Don’t miss the latest developments in business and finance.

Valuations are not cheap but not stretched either: Sharekhan CEO

GST and Demonetisation will benefit business and economy in long run, he added

Jaideep Arora, CEO, Sharekhan
Jaideep Arora, CEO, Sharekhan
Ashley Coutinho
Last Updated : Aug 02 2017 | 3:07 AM IST
Stock market sentiment towards India could be dented if the much-awaited revival in corporate earnings does not materialise in the coming quarters, Jaideep Arora, chief executive officer at broking house Sharekhan, tells Ashley Coutinho. Edited excerpts:

What is your market outlook for 2017? Given the run-up so far, have the chances of a steep correction increased?

The benchmark indices, Sensex and Nifty, have given returns in line with the rally in the MSCI Emerging Markets Index. It has been more of a global rally and India has got its fair share of foreign inflow during the past seven months. Given the returns and the growing concerns related to expectation of the central bankers in developed markets curtailing easy liquidity, the equity markets globally could see some volatility.

From India's perspective, sentiment could be dented if the much awaited revival in corporate earnings does not materialise in the coming quarters. Thus, it is advisable for investors to invest systematically in carefully selected stocks and keep some powder dry to take advantage of corrections or pullbacks.

Are you concerned about valuations at this stage, particularly with regard to mid-cap and small-cap stocks?

Valuations are not cheap anymore. The Sensex trades at 18-18.5 times its one-year forward consensus earnings estimate, at a premium of 10-15 per cent to its long-term average PE (price to earnings) multiples. Having said this, it is important to note that the valuations are still comfortable on some of the other top-down macro parameters, like the ratio of market capitalisation to gross domestic product. At 0.8-0.85 times, this is way below the lofty valuation of 1.2 times and largely around long-term average multiples. Similarly, Sensex valuations are not too stretched on a price-to-book value at 2.5 times the one-year forward estimates, in line with the long-term average.

More important, valuation multiples are a function of the cost of capital. Given the low interest rates in India and low inflationary expectations, the PE multiples do tend to expand and can sustain at premium valuations.

In the case of mid- and small-cap companies, it is not right to paint these with the same brush, as it is a vast basket of companies with different business dynamics. There are pockets of companies that do appear expensive (largely in the consumption space) but at the same time, there still exists money-making opportunities on a bottom-up stock picking basis.

What are the key triggers for the market?

Domestically, corporate results and management commentary on pick-up in demand would be watched keenly by investors.
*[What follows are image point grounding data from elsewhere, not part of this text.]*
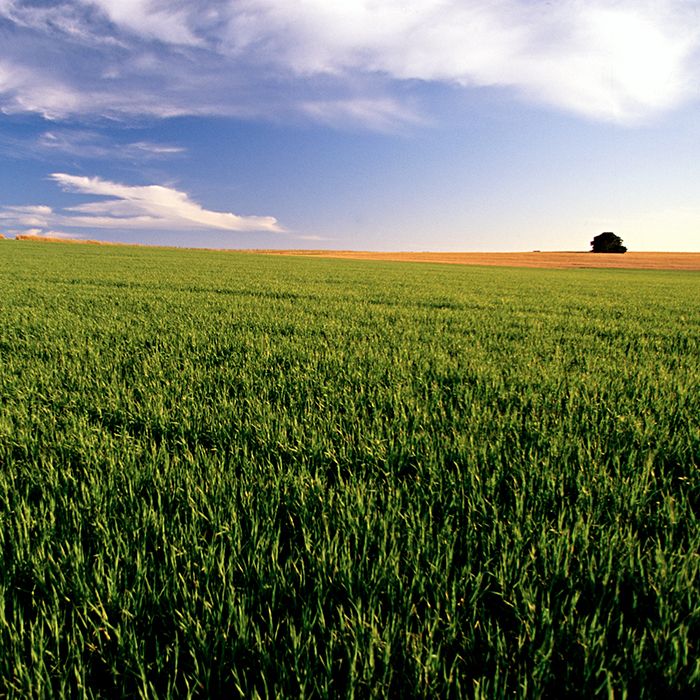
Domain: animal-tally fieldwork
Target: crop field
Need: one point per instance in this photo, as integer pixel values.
(228, 475)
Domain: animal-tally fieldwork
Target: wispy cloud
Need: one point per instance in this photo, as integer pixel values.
(128, 207)
(623, 61)
(91, 144)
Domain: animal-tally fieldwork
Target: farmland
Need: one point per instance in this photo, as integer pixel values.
(234, 475)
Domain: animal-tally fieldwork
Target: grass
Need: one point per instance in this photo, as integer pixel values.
(234, 475)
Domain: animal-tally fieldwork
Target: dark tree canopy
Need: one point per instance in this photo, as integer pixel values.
(607, 242)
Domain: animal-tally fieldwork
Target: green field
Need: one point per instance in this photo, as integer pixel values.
(231, 475)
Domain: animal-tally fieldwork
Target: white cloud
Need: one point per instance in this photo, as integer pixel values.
(90, 144)
(150, 207)
(621, 60)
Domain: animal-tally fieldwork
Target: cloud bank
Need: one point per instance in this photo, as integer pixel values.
(128, 207)
(623, 61)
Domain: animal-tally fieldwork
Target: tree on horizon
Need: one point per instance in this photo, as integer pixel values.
(607, 242)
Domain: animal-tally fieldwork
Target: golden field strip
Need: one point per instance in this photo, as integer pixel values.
(562, 260)
(557, 260)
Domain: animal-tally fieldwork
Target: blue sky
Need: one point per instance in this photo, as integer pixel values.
(369, 124)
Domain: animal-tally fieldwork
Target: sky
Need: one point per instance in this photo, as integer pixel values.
(446, 125)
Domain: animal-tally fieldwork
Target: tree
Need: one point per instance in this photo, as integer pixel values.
(607, 242)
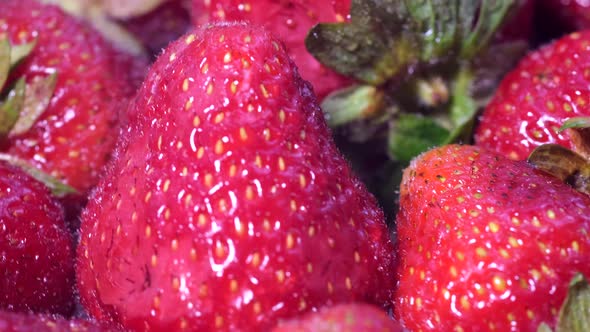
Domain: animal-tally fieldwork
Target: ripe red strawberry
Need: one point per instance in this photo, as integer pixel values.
(27, 322)
(36, 248)
(342, 318)
(290, 20)
(486, 243)
(73, 137)
(533, 101)
(228, 206)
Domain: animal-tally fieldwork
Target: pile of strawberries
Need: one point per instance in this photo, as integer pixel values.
(328, 165)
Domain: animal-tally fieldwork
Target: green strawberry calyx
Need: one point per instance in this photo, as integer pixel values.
(102, 15)
(57, 188)
(574, 315)
(431, 63)
(21, 104)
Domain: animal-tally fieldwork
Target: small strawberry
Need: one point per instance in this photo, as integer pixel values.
(486, 243)
(289, 20)
(36, 248)
(342, 318)
(28, 322)
(227, 205)
(86, 83)
(548, 87)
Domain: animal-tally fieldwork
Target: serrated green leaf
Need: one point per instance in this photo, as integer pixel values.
(370, 48)
(38, 94)
(575, 123)
(4, 61)
(352, 103)
(58, 188)
(10, 109)
(492, 13)
(463, 107)
(414, 134)
(574, 315)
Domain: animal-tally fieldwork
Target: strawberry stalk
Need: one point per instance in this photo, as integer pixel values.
(423, 69)
(21, 104)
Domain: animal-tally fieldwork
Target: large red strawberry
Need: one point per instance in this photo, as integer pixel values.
(71, 135)
(228, 206)
(548, 87)
(342, 318)
(486, 243)
(36, 248)
(27, 322)
(290, 20)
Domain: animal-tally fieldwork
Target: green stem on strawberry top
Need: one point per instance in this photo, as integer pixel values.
(21, 104)
(432, 64)
(58, 188)
(574, 314)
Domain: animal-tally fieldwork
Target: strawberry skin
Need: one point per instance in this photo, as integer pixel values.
(486, 243)
(37, 255)
(74, 136)
(27, 322)
(289, 20)
(342, 318)
(548, 87)
(228, 205)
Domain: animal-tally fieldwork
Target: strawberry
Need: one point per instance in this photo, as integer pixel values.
(485, 242)
(290, 20)
(342, 318)
(37, 255)
(27, 322)
(74, 133)
(227, 205)
(533, 101)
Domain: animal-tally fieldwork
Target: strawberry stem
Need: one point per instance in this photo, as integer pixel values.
(58, 188)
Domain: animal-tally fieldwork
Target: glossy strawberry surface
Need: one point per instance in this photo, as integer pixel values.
(486, 243)
(228, 206)
(548, 86)
(342, 318)
(289, 20)
(36, 248)
(74, 136)
(23, 322)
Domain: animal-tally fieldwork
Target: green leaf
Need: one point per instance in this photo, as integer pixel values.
(492, 13)
(414, 134)
(564, 164)
(352, 103)
(4, 61)
(371, 48)
(463, 107)
(10, 109)
(58, 188)
(581, 122)
(38, 94)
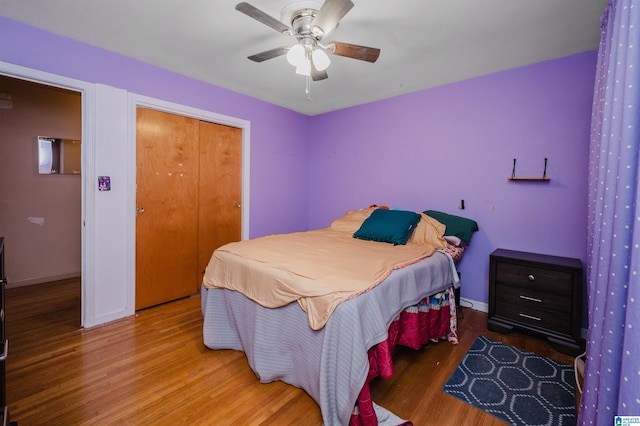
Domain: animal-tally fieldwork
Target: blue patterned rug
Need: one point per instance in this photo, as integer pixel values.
(513, 385)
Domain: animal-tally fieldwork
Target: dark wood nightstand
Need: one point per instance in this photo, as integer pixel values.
(536, 293)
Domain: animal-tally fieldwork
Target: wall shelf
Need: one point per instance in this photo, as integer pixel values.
(531, 178)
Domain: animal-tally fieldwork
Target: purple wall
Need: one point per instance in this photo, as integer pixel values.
(279, 152)
(433, 148)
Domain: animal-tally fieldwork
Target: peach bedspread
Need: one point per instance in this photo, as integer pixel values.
(319, 269)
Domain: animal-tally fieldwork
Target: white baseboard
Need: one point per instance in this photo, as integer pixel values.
(33, 281)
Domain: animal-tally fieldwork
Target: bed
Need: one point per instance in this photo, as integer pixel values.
(332, 343)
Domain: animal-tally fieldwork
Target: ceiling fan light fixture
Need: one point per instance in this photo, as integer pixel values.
(320, 59)
(304, 68)
(296, 55)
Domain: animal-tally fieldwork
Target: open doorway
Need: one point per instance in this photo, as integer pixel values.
(41, 215)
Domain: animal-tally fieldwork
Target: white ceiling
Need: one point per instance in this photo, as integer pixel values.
(424, 43)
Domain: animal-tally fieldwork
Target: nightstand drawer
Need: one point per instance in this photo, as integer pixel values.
(537, 293)
(538, 318)
(533, 299)
(540, 279)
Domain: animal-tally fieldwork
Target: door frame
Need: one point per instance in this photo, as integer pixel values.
(87, 95)
(140, 101)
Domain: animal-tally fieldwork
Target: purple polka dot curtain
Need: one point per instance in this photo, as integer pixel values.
(612, 370)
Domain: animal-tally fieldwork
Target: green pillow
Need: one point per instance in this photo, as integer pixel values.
(460, 227)
(388, 226)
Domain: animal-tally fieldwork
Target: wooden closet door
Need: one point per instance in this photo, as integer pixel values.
(220, 189)
(167, 150)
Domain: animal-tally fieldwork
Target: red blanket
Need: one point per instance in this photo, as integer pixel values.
(434, 318)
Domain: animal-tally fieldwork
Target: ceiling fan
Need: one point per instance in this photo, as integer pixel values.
(309, 24)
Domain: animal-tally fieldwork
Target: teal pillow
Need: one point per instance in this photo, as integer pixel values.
(388, 226)
(458, 226)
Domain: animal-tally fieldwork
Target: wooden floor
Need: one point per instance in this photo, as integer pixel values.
(153, 369)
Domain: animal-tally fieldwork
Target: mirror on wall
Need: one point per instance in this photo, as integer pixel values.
(57, 156)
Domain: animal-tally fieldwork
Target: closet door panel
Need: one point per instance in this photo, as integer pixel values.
(220, 189)
(167, 201)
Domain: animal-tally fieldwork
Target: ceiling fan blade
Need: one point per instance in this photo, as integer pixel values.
(363, 53)
(260, 16)
(269, 54)
(318, 75)
(330, 13)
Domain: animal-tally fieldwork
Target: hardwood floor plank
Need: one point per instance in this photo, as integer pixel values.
(153, 369)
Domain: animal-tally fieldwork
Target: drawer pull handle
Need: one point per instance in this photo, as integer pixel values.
(3, 356)
(530, 317)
On the policy front, the Street is hoping for the Reserve Bank to cut interest rates in its policy review meet (this week), as inflation remains benign.

Globally, any announcement by the US Federal Reserve to shrink its bloated balance sheet and/or a similar response by other central bankers to protect their currencies could cause some volatility in the markets globally. Emerging markets tend to be more volatile and could see foreign money outflow if risk aversion rises globally.
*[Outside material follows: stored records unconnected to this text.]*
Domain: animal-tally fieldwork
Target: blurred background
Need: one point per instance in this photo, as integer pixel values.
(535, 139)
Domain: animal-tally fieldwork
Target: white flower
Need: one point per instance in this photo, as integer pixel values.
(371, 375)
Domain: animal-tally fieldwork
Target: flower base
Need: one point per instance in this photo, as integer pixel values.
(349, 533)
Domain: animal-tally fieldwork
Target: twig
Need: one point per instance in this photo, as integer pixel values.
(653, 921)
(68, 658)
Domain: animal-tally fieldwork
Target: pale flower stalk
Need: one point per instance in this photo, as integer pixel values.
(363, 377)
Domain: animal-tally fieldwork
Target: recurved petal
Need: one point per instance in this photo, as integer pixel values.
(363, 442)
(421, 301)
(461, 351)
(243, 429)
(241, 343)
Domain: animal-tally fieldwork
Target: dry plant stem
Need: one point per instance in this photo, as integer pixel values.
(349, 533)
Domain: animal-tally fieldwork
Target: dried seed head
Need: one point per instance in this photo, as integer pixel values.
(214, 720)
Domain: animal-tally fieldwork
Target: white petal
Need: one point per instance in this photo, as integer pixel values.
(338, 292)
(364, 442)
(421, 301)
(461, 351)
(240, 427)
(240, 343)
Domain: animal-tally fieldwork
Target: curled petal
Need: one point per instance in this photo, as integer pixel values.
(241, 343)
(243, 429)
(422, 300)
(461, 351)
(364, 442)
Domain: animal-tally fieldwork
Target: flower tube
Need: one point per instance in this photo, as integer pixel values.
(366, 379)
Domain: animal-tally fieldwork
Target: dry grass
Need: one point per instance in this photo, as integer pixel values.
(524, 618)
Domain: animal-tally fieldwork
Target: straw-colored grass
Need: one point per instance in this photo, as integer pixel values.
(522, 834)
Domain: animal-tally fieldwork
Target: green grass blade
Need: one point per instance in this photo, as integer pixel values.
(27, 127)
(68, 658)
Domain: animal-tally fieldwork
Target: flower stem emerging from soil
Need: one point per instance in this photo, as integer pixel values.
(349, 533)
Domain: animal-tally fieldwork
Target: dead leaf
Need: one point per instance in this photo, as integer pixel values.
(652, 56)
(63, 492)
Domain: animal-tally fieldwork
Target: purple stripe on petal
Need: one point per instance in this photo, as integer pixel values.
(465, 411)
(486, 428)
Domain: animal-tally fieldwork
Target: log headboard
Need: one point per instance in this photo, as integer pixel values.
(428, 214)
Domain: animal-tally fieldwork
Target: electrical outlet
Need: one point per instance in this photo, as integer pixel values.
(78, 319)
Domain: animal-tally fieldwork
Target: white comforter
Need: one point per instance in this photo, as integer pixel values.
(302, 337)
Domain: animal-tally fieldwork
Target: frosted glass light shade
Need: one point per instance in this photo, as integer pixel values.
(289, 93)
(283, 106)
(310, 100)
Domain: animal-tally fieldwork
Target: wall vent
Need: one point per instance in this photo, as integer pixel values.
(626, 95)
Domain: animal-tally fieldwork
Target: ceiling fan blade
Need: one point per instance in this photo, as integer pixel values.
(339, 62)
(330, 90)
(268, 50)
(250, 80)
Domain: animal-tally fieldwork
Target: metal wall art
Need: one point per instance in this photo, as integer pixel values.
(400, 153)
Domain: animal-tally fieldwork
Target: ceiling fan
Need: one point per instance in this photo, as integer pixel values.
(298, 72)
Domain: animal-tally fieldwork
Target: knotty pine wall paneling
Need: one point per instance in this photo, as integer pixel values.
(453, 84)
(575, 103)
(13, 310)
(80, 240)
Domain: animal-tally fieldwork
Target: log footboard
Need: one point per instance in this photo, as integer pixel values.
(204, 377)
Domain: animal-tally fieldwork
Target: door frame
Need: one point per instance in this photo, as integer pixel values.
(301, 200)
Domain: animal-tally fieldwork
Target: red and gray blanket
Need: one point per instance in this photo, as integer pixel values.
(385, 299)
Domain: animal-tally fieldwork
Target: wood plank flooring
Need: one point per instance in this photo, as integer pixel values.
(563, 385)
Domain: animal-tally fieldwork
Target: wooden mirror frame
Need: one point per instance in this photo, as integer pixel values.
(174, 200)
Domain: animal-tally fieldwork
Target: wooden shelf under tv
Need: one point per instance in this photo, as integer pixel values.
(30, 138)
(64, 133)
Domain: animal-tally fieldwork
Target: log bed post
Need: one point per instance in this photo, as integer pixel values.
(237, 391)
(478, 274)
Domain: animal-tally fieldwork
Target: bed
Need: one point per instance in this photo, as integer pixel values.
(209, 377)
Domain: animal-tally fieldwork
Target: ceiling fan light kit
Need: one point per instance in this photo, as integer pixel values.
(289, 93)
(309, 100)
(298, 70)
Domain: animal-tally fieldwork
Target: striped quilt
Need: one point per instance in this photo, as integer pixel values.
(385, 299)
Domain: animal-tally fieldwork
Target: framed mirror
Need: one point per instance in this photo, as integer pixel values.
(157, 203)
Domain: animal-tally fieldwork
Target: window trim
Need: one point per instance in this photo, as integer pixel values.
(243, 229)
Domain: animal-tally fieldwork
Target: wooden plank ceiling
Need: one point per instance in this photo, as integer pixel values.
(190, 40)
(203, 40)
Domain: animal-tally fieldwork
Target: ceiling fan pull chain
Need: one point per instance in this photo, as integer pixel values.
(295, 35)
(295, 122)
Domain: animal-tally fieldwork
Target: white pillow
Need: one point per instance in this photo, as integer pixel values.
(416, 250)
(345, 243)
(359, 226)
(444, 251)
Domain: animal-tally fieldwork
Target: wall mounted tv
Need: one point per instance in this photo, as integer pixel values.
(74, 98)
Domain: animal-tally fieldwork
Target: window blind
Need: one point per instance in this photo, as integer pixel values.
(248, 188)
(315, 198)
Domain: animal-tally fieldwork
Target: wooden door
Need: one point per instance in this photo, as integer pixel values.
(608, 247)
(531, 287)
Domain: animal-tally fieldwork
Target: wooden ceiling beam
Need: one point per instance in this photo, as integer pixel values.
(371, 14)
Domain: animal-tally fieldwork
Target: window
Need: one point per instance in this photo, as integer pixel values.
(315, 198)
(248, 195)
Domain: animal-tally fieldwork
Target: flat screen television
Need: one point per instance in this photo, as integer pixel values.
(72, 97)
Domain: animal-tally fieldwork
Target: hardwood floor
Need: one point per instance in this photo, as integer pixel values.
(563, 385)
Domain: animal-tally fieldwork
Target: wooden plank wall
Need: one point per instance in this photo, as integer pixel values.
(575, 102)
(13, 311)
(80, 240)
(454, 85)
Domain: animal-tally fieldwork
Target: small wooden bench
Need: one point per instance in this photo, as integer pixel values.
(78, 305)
What are your expectations for earnings growth in FY18 and FY19?

The consensus is pencilling in a compounded annual growth rate of close to 15-16 per cent over the next two years (FY17-19), largely based on normalisation of earnings of banks (lower provisions and growth on low base), improving margins of global commodity companies (stable steel and energy prices) and pick-up in domestic consumer demand, post the initial hiccups faced during implementation of the Goods and Services Tax (GST).

Has the government has done enough on reforms?

The government has taken two significant reform measures through demonetisation and GST to curb the parallel economy and boost the formal or organised sector. These measures could lead to some near-term pain but are expected to significantly improve the overall economic growth and bring more transparency in governance and businesses.

Passage of the Insolvency and Bankruptcy Bill and the measures initiated to resolve 50 large troubled accounts (of banks) are steps in the right direction. However, the clean-up of bank balance sheets is a humongous task, given the scale of non-performing assets and the infusion of fresh capital required to sustain the banks.